The United States and Minnesota Constitutions guarantee a criminal defendant a public trial. U.S. Const. amend. VI; Minn. Const. art. 1, § 6. But this right is not absolute and “may give way in certain cases to other rights or interests.” Waller v. Georgia, 467 U.S. 39, 45, 104 S. Ct. 2210, 2215 (1984); see also State v. Schmit, 273 Minn. 78, 81-82, 139 N.W.2d 800, 803-04 (1966) (stating that courts may restrict attendance as necessary to preserve order and protect rights of parties and witnesses). Closing the courtroom is justified if there is an overriding interest supporting closure, the closure is no broader than necessary to protect that interest, and the district court makes findings adequate to support the closure. Waller, 467 U.S. at 48, 104 S. Ct. at 2216; Fageroos, 531 N.W.2d at 201-02. Safeguarding the physical and psychological well-being of a minor victim of sexual assault is a compelling interest that may justify closing the courtroom. Globe Newspaper Co. v. Superior Court, 457 U.S. 596, 607-09, 102 S. Ct. 2613, 2620-21 (1982). But the mere fact that a minor sex-abuse victim is testifying does not alone justify closure; the district court must determine on a case-by-case basis whether closure is warranted. Fageroos, 531 N.W.2d at 202. Among the factors that the district court should consider in determining whether to close the courtroom are “the minor victim’s age, psychological maturity and understanding, the nature of the crime, the desires of the victim, and the interests of parents and relatives.” Globe Newspaper, 457 U.S. at 608, 102 S. Ct. at 2621, quoted in Fageroos, 531 N.W.2d at 202.
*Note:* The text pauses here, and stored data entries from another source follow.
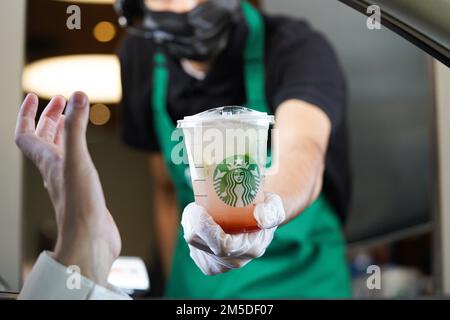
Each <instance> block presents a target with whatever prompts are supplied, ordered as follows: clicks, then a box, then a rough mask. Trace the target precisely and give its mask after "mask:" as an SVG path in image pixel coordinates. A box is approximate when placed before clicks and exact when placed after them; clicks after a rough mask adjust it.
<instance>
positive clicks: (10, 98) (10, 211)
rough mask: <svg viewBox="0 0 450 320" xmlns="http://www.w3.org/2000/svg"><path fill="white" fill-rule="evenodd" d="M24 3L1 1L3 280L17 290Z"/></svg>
mask: <svg viewBox="0 0 450 320" xmlns="http://www.w3.org/2000/svg"><path fill="white" fill-rule="evenodd" d="M24 13H25V1H24V0H2V1H0V43H1V44H2V49H1V59H0V70H1V71H0V101H1V104H2V105H1V106H0V107H1V111H2V114H1V116H0V148H1V149H0V150H1V152H0V161H1V162H0V164H1V165H0V276H1V277H2V278H3V279H5V280H6V281H7V282H8V283H9V285H10V286H11V289H12V290H18V288H19V283H20V259H21V232H20V230H21V171H22V161H21V156H20V154H19V152H18V150H17V148H16V146H15V144H14V141H13V133H14V126H15V119H16V113H17V109H18V106H19V104H20V100H21V98H22V92H21V88H20V75H21V69H22V64H23V34H24V26H25V23H24Z"/></svg>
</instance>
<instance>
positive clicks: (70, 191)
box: [15, 92, 121, 285]
mask: <svg viewBox="0 0 450 320" xmlns="http://www.w3.org/2000/svg"><path fill="white" fill-rule="evenodd" d="M65 104H66V102H65V100H64V98H63V97H61V96H56V97H54V98H53V99H52V100H51V101H50V103H49V104H48V105H47V107H46V108H45V110H44V111H43V112H42V115H41V117H40V119H39V122H38V124H37V127H36V126H35V117H36V113H37V108H38V98H37V96H36V95H34V94H29V95H27V97H26V98H25V100H24V102H23V104H22V107H21V109H20V112H19V116H18V119H17V126H16V135H15V140H16V144H17V145H18V146H19V148H20V150H21V151H22V152H23V153H24V154H25V155H26V156H27V157H28V158H29V159H30V160H31V161H32V162H33V163H34V164H35V165H36V167H37V168H38V169H39V171H40V173H41V175H42V178H43V180H44V185H45V187H46V188H47V190H48V193H49V195H50V199H51V201H52V203H53V206H54V209H55V212H56V221H57V225H58V239H57V243H56V247H55V252H54V258H55V259H56V260H58V261H59V262H61V263H62V264H64V265H66V266H69V265H77V266H78V267H79V268H80V270H81V273H82V274H83V275H85V276H86V277H88V278H90V279H91V280H93V281H94V282H96V283H98V284H100V285H104V284H106V280H107V277H108V273H109V271H110V269H111V265H112V263H113V262H114V260H115V259H116V258H117V257H118V255H119V253H120V248H121V240H120V235H119V232H118V230H117V227H116V224H115V223H114V220H113V218H112V216H111V214H110V213H109V211H108V209H107V208H106V204H105V198H104V195H103V190H102V186H101V184H100V180H99V177H98V174H97V171H96V169H95V166H94V164H93V163H92V160H91V157H90V155H89V151H88V148H87V142H86V128H87V124H88V118H89V101H88V98H87V96H86V95H85V94H84V93H81V92H77V93H74V94H73V95H72V97H71V98H70V100H69V102H68V104H67V110H66V115H65V116H64V115H62V113H63V110H64V107H65Z"/></svg>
Here, while Jones and the members of the public attending the trial were given a chance to object to the closure--and Jones did, in fact, object--the district court did not specify in its order its reasons for closing the courtroom. The district court “must articulate its findings with specificity and detail supporting the need for closure.” Fageroos, 531 N.W.2d at 202. The court’s failure to make findings regarding closure is error. State v. Bashire, 606 N.W.2d 449, 452 (Minn. App. 2000), review denied (Minn. Mar. 28, 2000).
The proper remedy for the district court’s failure to make detailed findings to support closing the courtroom is remand for an evidentiary hearing in which the prosecutor “should be given an opportunity to establish, if he can, that closure was necessary.” Fageroos, 531 N.W.2d at 203. If the prosecutor cannot show that closure was necessary, the defendant is entitled to a new trial. Id. Accordingly, we remand the case to the district court for an evidentiary hearing on the issue of whether closure of the courtroom during D.G.’s testimony was justified. If the district court finds that closure was warranted, the conviction stands. If the court determines the courtroom should not have been closed, Jones is entitled to a new trial.
Jones also submitted a pro se supplemental brief. But because the brief fails to intelligibly state the legal issues Jones wishes to raise, we need not consider it. See State v. Bowles, 530 N.W.2d 521, 525 n.1 (Minn. 1995). Further, even if the issues were clearly identified, they are waived because the brief contains no argument or citation to legal authority. State v. Krosch, 642 N.W.2d 713, 719 (Minn. 2002).
Affirmed in part, remanded in part.
 Jones does not explicitly contend that D.G. had a predisposition to fabricate her allegations. But implicit in his argument is the contention that the contents of the note would show that D.G. had sexual knowledge that would at least enable her to fabricate the allegations.